HyDE (Hypothetical Document Embeddings) to Bridge the Semantic Gap

This is an extremely clever technique: first have the LLM "blindly guess" an answer to the user's question. Although this answer may be inaccurate, its vector features are highly similar to the actual target document. Using this hypothetical answer's vector to retrieve real documents effectively bridges the semantic gap—the disconnect between how users phrase questions and how documents express information is elegantly bridged by this intermediate step.

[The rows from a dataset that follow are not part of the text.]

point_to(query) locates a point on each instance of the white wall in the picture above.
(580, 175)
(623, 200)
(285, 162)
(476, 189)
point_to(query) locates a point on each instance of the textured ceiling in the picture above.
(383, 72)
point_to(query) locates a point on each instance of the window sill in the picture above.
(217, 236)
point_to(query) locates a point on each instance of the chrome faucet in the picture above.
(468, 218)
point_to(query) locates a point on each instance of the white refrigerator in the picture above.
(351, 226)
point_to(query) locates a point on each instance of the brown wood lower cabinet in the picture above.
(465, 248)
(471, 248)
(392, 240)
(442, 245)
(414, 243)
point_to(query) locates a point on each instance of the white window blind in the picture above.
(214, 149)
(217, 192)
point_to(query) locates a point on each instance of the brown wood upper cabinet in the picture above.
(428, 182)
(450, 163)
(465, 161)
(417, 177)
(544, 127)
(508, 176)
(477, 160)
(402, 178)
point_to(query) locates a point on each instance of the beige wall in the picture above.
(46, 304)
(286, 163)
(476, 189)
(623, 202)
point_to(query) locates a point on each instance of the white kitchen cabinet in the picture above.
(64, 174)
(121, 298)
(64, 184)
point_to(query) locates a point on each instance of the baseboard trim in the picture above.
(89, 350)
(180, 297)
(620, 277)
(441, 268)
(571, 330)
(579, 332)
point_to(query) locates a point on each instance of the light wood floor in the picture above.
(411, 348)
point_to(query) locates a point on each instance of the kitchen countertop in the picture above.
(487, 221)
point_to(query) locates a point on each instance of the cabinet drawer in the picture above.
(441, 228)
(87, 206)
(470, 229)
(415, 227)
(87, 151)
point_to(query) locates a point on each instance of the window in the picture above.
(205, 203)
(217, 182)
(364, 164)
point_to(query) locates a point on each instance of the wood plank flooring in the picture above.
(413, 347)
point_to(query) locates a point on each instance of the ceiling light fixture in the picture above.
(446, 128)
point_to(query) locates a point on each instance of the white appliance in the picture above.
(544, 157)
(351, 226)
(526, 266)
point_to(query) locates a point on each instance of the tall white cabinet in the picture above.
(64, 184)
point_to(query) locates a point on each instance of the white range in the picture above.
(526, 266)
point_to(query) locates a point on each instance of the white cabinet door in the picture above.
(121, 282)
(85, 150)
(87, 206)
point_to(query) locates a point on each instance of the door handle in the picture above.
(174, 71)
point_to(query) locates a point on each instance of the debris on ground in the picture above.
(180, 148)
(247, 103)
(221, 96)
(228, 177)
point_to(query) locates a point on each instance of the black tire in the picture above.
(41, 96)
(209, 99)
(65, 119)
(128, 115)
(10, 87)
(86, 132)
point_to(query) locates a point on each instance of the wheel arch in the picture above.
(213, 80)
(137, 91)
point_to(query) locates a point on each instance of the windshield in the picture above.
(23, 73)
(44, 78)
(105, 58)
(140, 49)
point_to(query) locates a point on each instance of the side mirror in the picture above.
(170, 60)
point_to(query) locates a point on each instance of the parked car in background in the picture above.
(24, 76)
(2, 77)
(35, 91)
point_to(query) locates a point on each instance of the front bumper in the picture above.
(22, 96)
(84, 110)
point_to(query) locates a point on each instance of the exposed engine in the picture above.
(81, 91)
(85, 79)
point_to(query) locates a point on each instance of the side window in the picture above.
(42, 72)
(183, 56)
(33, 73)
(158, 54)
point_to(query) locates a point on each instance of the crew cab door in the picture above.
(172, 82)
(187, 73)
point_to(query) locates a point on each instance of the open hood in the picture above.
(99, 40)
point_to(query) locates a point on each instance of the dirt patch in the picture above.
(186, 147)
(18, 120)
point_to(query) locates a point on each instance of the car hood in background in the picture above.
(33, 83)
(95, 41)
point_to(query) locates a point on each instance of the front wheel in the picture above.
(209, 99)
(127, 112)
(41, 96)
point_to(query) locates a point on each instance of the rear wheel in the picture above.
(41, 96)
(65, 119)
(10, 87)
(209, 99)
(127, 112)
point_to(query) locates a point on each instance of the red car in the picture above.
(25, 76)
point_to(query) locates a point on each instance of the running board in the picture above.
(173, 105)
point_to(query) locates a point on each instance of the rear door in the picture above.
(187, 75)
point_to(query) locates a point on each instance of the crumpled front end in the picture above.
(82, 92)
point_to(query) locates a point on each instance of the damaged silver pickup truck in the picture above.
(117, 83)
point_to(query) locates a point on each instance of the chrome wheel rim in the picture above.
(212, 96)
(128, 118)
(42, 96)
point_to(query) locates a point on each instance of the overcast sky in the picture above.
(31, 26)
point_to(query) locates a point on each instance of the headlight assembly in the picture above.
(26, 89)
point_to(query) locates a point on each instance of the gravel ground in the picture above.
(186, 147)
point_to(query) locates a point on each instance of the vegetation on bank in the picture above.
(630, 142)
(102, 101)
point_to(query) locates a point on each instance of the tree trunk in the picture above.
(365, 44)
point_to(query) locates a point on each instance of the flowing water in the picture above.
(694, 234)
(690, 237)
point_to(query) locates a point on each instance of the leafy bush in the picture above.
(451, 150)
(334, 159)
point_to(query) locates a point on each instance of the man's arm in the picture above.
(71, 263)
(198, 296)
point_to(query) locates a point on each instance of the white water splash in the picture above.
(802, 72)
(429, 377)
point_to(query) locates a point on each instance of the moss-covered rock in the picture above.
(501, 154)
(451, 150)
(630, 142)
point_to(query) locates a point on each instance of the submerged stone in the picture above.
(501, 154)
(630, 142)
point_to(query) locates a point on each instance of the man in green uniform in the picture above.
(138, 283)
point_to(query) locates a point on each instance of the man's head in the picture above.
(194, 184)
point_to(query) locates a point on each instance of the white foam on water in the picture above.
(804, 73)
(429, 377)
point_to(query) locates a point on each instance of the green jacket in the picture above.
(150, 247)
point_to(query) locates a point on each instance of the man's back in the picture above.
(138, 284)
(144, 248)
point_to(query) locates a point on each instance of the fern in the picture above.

Query Decomposition for Complex Questions

For complex questions like "Who is the legal representative of so-and-so's company?"—this actually involves two steps: first find the person's company, then find the company's legal representative. You must perform Query Decomposition, breaking one complex question into multiple sub-questions, retrieving and reasoning step by step.

Retrieval Strategy Layer: Vector Search Isn't a Silver Bullet

Many people have blind faith in vector search, believing "semantics is king." But in reality, if a user searches for a specific equipment model number (like "XJ-2024-A3"), vector search will likely return a bunch of results that "look similar" but are completely wrong.

Hybrid Search: Semantic Matching and Keyword Exact Matching in Parallel

You must implement Hybrid Search: vector search handles semantic understanding, while BM25 handles keyword exact matching. Combined, the system can both "understand what you mean" and "match your exact terms." This has been repeatedly validated in engineering practice as superior to any single retrieval method.

Parent-Child Document Architecture: Search Small, Recall Big

This is a strategy strongly recommended in the video: during retrieval, use finely-chunked child documents for matching to ensure retrieval precision; but when feeding the LLM, send the complete parent document to ensure contextual completeness. This is the so-called "search small, recall big" approach—both precise and comprehensive.

Graph RAG for Multi-Hop Reasoning

When relationships between documents are particularly complex, you need to introduce knowledge graphs. Through entity and relationship graph traversal, you can pull back related information hidden in corners. This is especially effective for multi-hop reasoning questions.

Reranking and Filtering Layer: The Final Gate of the Funnel

The previous layers may have recalled 50 documents to avoid missing the answer. But not all 50 are "good candidates"—they must pass through a final fine-grained screening.

Cross-Encoder Reranking

Use a high-precision cross-encoder model to rescore the recalled documents and select the top 5. Although cross-encoders are slow at inference, they perform deep interaction computation between query and document, achieving ranking precision far beyond bi-encoder models. This embodies the "wide entry, strict exit" funnel philosophy.

Dynamic Context Compression to Address Attention Loss

Even after obtaining the top 5 documents, you can't just stuff them all into the LLM. LLMs suffer from the Lost in the Middle problem—when input text is too long, the model's attention to middle sections drops significantly. Therefore, context compression is needed to remove noise from documents and retain only the most relevant essence.

Closed-Loop Evaluation Mechanisms Drive Continuous Optimization

The most critical point: don't judge by feeling that "recall seems better." You must establish a quantitative evaluation system, tracking metrics like Recall@K, MRR, and NDCG. Optimization without metrics is running blind.

Interview Answer Framework Summary

When an interviewer asks "What do you do when RAG recall is low?", never give just one point. You should explain that this is a full-pipeline funnel engineering problem:

• Early stage: Rely on data infrastructure (intelligent chunking, metadata enrichment, model fine-tuning) and query rewriting (multi-path rewriting, HyDE, query decomposition) as the baseline guarantee
• Middle stage: Rely on hybrid search and parent-child document architecture to boost efficiency
• Late stage: Rely on reranking models and context compression for precision filtering

Excellent engineers never put blind faith in any single model or technique—they use a combination of strategies to combat system uncertainty. This kind of systematic thinking is what interviewers truly want to assess.